Everybody except for Georgia is jumping on the wind and solar bandwagon, but Georgia Power is side-lined in a nuclear jam like a horse-buggy manufacturer at the dawning of the Ford assembly line
Solar and wind are setting records in output and lower costs. Technological breakthroughs in collection and storage of wind and solar have been developed and deployed at such a rapid clip that renewable energy sources are now contributing more electricity to the grid, at lower cost, than nuclear. The historic shift has analysts now harking the coming day when wind and solar will undercut King Coal as well.
It’s easy to see how Georgia Power could get into a nuclear jam.

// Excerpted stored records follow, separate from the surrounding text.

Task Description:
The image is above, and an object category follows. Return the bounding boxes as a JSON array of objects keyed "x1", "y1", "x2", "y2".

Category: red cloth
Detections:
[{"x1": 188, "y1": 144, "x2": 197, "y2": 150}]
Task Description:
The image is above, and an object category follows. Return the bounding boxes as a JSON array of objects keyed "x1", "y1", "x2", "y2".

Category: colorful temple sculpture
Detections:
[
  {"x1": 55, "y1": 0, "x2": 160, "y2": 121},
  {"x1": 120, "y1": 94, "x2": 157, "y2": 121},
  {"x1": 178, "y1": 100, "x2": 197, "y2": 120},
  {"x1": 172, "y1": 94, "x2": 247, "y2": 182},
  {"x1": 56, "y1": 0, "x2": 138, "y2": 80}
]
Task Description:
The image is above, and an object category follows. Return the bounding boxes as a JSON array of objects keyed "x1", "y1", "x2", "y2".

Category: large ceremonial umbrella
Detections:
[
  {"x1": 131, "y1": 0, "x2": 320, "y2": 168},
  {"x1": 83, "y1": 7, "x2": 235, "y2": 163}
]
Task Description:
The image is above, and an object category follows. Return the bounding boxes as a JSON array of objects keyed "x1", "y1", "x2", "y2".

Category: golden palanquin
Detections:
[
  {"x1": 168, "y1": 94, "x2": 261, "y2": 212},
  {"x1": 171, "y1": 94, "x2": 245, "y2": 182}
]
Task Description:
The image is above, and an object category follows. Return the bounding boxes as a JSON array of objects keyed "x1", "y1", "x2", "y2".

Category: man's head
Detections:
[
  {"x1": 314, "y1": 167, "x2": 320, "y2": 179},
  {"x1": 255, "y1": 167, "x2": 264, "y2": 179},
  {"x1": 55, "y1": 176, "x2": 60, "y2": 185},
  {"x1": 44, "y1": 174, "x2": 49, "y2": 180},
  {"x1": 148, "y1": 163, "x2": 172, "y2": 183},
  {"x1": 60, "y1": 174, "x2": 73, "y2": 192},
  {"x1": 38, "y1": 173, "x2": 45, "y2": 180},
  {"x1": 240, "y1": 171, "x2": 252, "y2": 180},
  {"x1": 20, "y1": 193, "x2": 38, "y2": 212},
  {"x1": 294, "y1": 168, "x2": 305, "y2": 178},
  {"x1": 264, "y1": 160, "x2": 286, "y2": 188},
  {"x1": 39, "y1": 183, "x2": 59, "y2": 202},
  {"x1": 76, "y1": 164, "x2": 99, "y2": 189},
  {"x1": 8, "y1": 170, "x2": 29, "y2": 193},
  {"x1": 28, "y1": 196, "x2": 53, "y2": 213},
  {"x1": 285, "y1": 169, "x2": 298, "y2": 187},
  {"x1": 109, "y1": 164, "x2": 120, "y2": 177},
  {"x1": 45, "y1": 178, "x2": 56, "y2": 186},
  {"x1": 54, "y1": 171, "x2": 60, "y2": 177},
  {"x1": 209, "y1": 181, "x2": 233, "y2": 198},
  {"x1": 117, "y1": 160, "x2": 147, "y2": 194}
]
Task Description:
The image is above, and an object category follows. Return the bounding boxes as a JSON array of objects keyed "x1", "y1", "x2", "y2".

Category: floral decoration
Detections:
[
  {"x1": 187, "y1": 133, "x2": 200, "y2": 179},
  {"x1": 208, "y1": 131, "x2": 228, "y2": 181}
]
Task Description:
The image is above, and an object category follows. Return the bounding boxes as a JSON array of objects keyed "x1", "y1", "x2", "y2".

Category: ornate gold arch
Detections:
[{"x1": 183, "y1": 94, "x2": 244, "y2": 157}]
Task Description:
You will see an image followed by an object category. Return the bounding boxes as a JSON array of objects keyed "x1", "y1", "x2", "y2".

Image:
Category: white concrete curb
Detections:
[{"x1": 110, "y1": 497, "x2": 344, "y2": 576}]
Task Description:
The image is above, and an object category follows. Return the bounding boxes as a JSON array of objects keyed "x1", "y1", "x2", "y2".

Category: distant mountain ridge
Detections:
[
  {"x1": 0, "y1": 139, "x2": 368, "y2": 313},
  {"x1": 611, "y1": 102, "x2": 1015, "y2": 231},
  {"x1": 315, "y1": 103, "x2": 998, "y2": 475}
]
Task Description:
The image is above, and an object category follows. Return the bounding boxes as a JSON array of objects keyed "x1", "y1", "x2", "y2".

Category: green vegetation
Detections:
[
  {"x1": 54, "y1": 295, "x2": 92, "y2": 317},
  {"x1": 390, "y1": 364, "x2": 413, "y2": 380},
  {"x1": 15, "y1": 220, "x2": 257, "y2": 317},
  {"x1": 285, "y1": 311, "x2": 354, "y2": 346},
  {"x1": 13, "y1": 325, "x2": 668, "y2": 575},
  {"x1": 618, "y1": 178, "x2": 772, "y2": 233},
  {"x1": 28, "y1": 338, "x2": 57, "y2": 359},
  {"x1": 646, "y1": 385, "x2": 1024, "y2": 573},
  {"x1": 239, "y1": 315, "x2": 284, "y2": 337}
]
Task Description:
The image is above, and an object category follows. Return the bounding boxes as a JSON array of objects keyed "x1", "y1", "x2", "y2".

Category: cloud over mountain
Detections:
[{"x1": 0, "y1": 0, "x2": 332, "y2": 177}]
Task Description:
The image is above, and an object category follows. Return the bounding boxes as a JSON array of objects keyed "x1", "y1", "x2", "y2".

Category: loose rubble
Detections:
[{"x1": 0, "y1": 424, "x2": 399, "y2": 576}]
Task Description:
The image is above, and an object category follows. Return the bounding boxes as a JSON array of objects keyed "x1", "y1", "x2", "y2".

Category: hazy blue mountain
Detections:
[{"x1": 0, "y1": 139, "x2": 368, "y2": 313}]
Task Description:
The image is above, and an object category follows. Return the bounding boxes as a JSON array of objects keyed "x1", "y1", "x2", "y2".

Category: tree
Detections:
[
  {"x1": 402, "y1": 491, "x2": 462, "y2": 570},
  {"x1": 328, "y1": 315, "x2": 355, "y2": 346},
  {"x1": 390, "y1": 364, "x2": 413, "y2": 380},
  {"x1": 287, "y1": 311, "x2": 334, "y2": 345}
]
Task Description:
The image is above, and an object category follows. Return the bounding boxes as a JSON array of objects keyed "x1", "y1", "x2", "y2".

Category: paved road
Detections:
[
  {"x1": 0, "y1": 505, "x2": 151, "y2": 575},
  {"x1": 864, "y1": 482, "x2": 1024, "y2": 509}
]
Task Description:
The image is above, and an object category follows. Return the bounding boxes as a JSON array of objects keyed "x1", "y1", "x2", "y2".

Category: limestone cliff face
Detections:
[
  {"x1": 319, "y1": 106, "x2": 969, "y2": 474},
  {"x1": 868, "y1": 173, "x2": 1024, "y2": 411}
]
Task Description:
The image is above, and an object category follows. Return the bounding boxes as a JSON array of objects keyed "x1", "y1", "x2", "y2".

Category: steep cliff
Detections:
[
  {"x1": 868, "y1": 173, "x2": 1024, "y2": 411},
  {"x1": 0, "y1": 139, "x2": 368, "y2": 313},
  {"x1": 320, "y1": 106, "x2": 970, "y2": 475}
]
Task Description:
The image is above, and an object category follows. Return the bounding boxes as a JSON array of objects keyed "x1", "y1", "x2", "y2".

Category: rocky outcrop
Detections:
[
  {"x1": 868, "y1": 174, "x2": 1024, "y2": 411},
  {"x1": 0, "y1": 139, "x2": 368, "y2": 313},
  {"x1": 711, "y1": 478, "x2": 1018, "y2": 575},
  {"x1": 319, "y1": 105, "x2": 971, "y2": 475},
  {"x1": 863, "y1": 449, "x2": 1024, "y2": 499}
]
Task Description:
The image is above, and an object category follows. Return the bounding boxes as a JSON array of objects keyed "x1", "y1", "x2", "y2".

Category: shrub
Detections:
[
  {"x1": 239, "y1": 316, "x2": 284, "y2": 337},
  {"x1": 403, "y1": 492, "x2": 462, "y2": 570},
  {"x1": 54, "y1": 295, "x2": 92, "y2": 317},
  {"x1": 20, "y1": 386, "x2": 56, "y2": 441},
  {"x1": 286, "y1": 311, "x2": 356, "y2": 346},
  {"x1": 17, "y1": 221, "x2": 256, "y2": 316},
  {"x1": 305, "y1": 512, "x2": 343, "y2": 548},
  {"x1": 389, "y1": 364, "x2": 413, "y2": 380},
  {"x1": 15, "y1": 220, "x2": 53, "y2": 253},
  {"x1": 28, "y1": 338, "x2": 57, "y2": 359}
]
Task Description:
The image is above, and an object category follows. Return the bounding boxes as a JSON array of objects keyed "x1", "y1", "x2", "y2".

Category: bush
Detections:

President Bush tried to jumpstart a “nuclear renaissance” by dangling multi-billion dollar enticements to high-stakes utilities like Georgia Power. Georgia Power’s parent company Southern Company had a Federal Reserve Bank-connected CEO position the company at the head of the short list for $8.3 billion in low-interest tax-funded federal loans to build two additional nuclear reactors in Burke County, Georgia. But now Fukushima has changed everything and the nuclear renaissance is a bust, but Georgia Power is left stuck practically alone in a nuclear jam.
This isn’t the first time Georgia Power, and Georgia, have been taken in by federal nuclear promises. Georgia Power only got in the nuclear game after the feds promised to take charge of the radioactive wastes that are generated with nuclear energy. The 1998 nuclear waste deadline has long passed and no new promises are even on the table. Thousands of tons of dangerous high-level radioactive wastes remain indefinitely stored in flimsy warehouses on the banks of Georgia rivers vulnerable to catastrophic loss of coolant and fuel pool fires.
Well meaning Georgia legislators and the Public Service Commission pushed Georgia Power further into the nuclear jam by giving Georgia Power a hefty $2 billion rate hike for “nuclear construction costs.” The escalating rate hike even includes $1 billion of pure profit to Georgia Power for the purpose of ensuring the company will qualify for the low-interest tax-funded federal loan it’s been promised by the feds.
The Nuclear Regulatory Commission reviewing the reactor design proposed to be built at Georgia Power’s Vogtle has thus far failed to mobilize a safety response to the Japanese nuclear disaster and the agency’s in-fighting has landed them before Congress for investigation. Undeterred by internal trouble, the NRC screwed the lid tighter on Georgia Power’s nuclear jam by rushing a majority vote to license the risky new reactor design before completing the Fukushima safety review, placing Georgia Power, and Georgia electric customers, at risk of future unknown and probably expensive reactor safety design upgrades after construction begins.
Industry predictions that gave rationale to the pursuit of new nuclear reactors have been upended by a marked downward trend in electric consumption. Do-it-yourself solar panel installations are sold at major hardware stores and home centers. Simple technologies available to consumers, like LED lighting, and clotheslines will further boost the positive energy conservation trends.
May Georgia Power remember the hard lessons of building Vogtle 1 and 2 before all Georgians experience the tragic lessons of Chernobyl and Fukushima! Georgia Power must correct its course or it will spend the next decade mired in a complex nuclear project while the world moves on. Georgia Power’s blind commitment to outmoded nuclear power robs all Georgians of our opportunity to harness the benign sun and wind power abundant in our state.
So … how can Georgia Power get out of its nuclear jam? A good first step in the right direction would be to install solar panels on the 40-acre site already cleared for Vogtle 3 and 4.